Una breve storia dell’era neoliberista
Il 15 agosto 1971 cala il sipario sul gold-exchange standard e si alza – anche se allora non lo sapevamo e pensavamo diversamente – sull’era neoliberista. Svalutazione, controlli sulle esportazioni, congelamento dei prezzi salariali e stimolo fiscale all’estero : queste erano misure keynesiane e persino in tempo di guerra che sembravano segnalare una conversione di massa della cerchia di Richard Nixon verso la piena occupazione, la stabilità dei prezzi e il commercio gestito.

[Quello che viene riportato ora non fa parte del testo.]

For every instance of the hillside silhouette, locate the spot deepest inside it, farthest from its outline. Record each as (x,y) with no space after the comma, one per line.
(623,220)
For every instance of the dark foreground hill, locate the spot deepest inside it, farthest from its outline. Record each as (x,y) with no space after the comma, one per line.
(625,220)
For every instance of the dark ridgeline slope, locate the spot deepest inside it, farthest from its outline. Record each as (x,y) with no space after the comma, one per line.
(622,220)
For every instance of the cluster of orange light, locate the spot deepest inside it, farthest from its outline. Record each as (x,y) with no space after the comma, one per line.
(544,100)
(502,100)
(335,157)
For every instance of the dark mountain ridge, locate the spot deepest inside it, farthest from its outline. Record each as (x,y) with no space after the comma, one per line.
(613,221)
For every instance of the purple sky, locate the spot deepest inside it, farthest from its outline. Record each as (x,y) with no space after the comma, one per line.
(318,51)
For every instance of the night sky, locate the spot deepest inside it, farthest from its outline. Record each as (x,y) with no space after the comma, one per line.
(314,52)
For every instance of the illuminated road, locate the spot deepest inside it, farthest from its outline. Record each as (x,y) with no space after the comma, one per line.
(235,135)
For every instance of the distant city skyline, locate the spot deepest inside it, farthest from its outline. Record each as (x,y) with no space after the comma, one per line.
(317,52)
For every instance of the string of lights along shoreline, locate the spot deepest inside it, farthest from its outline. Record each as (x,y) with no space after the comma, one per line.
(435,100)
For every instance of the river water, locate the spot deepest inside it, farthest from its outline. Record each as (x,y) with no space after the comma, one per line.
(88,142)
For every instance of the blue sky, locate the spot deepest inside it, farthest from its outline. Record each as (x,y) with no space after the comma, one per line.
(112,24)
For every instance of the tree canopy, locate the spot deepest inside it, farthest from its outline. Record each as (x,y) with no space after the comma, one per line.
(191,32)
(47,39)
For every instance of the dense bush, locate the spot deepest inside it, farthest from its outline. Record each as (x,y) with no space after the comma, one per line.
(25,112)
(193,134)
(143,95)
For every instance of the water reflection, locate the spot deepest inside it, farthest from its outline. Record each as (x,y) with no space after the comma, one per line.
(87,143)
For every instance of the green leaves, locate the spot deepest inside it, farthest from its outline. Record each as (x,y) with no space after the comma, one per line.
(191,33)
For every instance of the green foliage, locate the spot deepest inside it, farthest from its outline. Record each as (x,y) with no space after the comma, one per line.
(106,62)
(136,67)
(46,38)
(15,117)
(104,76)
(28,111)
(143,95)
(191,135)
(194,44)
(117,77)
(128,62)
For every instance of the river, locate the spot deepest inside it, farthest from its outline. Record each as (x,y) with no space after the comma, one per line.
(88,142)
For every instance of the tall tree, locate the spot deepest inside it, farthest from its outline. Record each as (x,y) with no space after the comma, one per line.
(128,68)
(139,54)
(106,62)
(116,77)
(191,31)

Mio padre, John Kenneth Galbraith, il capo del controllo dei prezzi della seconda guerra mondiale, è stato chiamato dal Washington Post per un commento. “Mi sento come la camminatrice di strada”, ha risposto, “a cui è stato appena detto che non solo la sua professione è legale, ma la più alta forma di servizio municipale”.
L’impressione è rimasta durante l’anno di crescita esplosiva del 1972, assicurando la rielezione di Nixon con la piena occupazione al salario medio reale più alto di tutti i tempi. Ma andò in pezzi nel 1973 quando lo stimolo terminò, i controlli furono indeboliti o scaduti, i prezzi del petrolio aumentarono e l’inflazione generale risultante fu accolta da alti tassi di interesse, stimolando una nuova crisi nel 1974.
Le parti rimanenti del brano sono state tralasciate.